Psychology, University of California Los Angeles, Los Angeles, California, USA.
Neurocardiology Research Center of Excellence, Cardiac Arrhythmia Center, University of California Los Angeles, Los Angeles, California, USA.
BMJ Open. 2021 May 5;11(5):e043060. doi: 10.1136/bmjopen-2020-043060.
Both trauma exposure and post-traumatic stress disorder (PTSD) are associated with increased risk of cardiovascular disease (CVD), the leading cause of death in the USA. Endothelial dysfunction, a modifiable, early marker of CVD risk, may represent a physiological mechanism underlying this association. This mechanism-focused cohort study aims to investigate the relationship between PTSD (both in terms of diagnosis and underlying symptom dimensions) and endothelial dysfunction in a diverse, community-based sample of adult men and women.

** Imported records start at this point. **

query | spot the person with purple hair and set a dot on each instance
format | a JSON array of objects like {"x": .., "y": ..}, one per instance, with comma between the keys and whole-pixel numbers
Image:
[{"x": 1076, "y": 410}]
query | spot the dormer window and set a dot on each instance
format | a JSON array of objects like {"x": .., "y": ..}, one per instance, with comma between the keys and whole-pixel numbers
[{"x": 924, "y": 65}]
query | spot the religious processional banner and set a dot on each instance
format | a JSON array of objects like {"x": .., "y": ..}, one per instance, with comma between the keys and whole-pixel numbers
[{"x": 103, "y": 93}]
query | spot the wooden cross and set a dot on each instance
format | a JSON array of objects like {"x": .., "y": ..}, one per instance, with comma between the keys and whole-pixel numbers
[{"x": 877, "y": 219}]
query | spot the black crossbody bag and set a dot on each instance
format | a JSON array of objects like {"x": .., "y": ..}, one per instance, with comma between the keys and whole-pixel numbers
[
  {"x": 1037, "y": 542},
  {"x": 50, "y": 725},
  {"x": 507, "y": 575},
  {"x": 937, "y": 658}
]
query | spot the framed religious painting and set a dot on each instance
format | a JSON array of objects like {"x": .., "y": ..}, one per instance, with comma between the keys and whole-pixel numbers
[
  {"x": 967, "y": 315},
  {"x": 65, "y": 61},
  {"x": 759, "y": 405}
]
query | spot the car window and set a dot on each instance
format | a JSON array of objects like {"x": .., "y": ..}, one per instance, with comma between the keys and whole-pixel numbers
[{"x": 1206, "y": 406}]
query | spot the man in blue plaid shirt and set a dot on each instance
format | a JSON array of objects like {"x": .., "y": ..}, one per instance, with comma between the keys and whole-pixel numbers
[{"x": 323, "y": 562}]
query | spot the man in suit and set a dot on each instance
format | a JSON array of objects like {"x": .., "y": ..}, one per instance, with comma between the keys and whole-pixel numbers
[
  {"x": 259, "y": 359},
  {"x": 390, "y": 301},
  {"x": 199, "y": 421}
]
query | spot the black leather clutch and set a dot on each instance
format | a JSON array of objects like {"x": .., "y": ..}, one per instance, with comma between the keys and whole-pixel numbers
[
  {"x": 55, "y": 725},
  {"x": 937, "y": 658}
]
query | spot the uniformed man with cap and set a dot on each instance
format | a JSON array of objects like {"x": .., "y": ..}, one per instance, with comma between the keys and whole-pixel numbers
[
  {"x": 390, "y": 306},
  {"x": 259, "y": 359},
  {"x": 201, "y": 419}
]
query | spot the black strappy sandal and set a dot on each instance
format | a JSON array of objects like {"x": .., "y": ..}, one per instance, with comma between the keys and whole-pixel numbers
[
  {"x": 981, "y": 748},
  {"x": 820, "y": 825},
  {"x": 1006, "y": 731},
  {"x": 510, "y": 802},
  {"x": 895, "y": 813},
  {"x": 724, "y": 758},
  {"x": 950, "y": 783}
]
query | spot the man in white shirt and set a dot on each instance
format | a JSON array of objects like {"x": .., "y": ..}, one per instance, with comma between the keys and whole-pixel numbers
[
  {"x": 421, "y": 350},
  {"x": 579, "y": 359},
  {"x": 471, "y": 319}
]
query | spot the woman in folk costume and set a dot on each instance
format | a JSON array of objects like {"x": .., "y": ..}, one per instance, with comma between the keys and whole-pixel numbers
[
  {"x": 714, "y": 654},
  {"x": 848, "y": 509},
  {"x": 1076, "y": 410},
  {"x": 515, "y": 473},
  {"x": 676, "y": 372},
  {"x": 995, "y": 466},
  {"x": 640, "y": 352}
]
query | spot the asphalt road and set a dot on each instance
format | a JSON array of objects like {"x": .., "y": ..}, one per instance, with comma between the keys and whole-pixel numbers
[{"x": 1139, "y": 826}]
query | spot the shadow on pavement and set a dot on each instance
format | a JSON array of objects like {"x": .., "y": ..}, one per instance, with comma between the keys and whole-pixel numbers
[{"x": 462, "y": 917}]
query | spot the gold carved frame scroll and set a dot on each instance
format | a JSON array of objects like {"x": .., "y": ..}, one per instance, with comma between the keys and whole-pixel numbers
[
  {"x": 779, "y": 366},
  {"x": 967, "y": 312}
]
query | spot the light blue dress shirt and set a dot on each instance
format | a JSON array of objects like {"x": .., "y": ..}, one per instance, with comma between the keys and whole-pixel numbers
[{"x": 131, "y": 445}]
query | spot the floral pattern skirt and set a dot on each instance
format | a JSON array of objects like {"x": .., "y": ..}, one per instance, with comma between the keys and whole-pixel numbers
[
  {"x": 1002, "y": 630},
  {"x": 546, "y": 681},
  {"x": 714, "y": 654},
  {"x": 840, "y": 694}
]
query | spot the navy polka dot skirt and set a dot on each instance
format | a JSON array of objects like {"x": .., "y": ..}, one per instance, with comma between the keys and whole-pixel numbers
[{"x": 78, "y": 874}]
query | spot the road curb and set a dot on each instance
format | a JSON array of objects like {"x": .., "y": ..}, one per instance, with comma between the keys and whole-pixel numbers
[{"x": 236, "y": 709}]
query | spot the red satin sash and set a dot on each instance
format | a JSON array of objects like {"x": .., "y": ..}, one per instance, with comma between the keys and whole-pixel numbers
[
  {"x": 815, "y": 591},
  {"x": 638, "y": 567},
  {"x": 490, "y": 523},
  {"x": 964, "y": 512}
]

Using a cohort design, 160 trauma-exposed participants without a history of CVD are designated to the PTSD group (n=80) or trauma-exposed matched control group (n=80) after a baseline diagnostic interview assessment. Participants in the PTSD group have a current (past month) diagnosis of PTSD, whereas those in the control group have a history of trauma but no current or past psychiatric diagnoses. Endothelial dysfunction is assessed via flow-mediated vasodilation of the brachial artery and circulating levels of endothelial cell-derived microparticles. Two higher order symptom dimensions of PTSD-fear and dysphoria-are measured objectively with a fear conditioning paradigm and attention allocation task, respectively. Autonomic imbalance, inflammation, and oxidative stress are additionally assessed and will be examined as potential pathway variables linking PTSD and its dimensions with endothelial dysfunction. Participants are invited to return for a 2-year follow-up visit to reassess PTSD and its dimensions and endothelial dysfunction in order to investigate longitudinal associations.
This study is conducted in compliance with the Helsinki Declaration and University of California, Los Angeles Institutional Review Board. The results of this study will be disseminated via articles in peer-reviewed journals and presentations at academic conferences and to community partners.
NCT03778307; pre-results.
创伤暴露和创伤后应激障碍(PTSD)都与心血管疾病(CVD)风险增加有关,而 CVD 是美国的主要死因。内皮功能障碍是 CVD 风险的一个可改变的早期标志物,它可能代表了这种关联的生理机制。这项以机制为重点的队列研究旨在调查 PTSD(无论是在诊断方面还是在潜在的症状维度方面)与成年男女的多样化、基于社区的样本中的内皮功能障碍之间的关系。
使用队列设计,在基线诊断访谈评估后,将 160 名无 CVD 病史的创伤暴露参与者指定为 PTSD 组(n=80)或创伤暴露匹配对照组(n=80)。PTSD 组的参与者目前(过去一个月)患有 PTSD,而对照组的参与者有创伤史,但没有当前或过去的精神科诊断。内皮功能障碍通过肱动脉血流介导的血管扩张和循环内皮细胞衍生的微颗粒来评估。PTSD 的两个更高阶的症状维度——恐惧和抑郁——分别通过恐惧条件反射范式和注意力分配任务客观地测量。自主神经失衡、炎症和氧化应激也被评估,并将作为 PTSD 及其维度与内皮功能障碍相关的潜在途径变量进行研究。邀请参与者返回进行 2 年的随访,以重新评估 PTSD 及其维度和内皮功能障碍,以调查纵向关联。
本研究符合赫尔辛基宣言和加利福尼亚大学洛杉矶分校机构审查委员会的规定。本研究的结果将通过同行评议期刊上的文章和学术会议上的演讲以及向社区合作伙伴进行传播。
NCT03778307;预结果。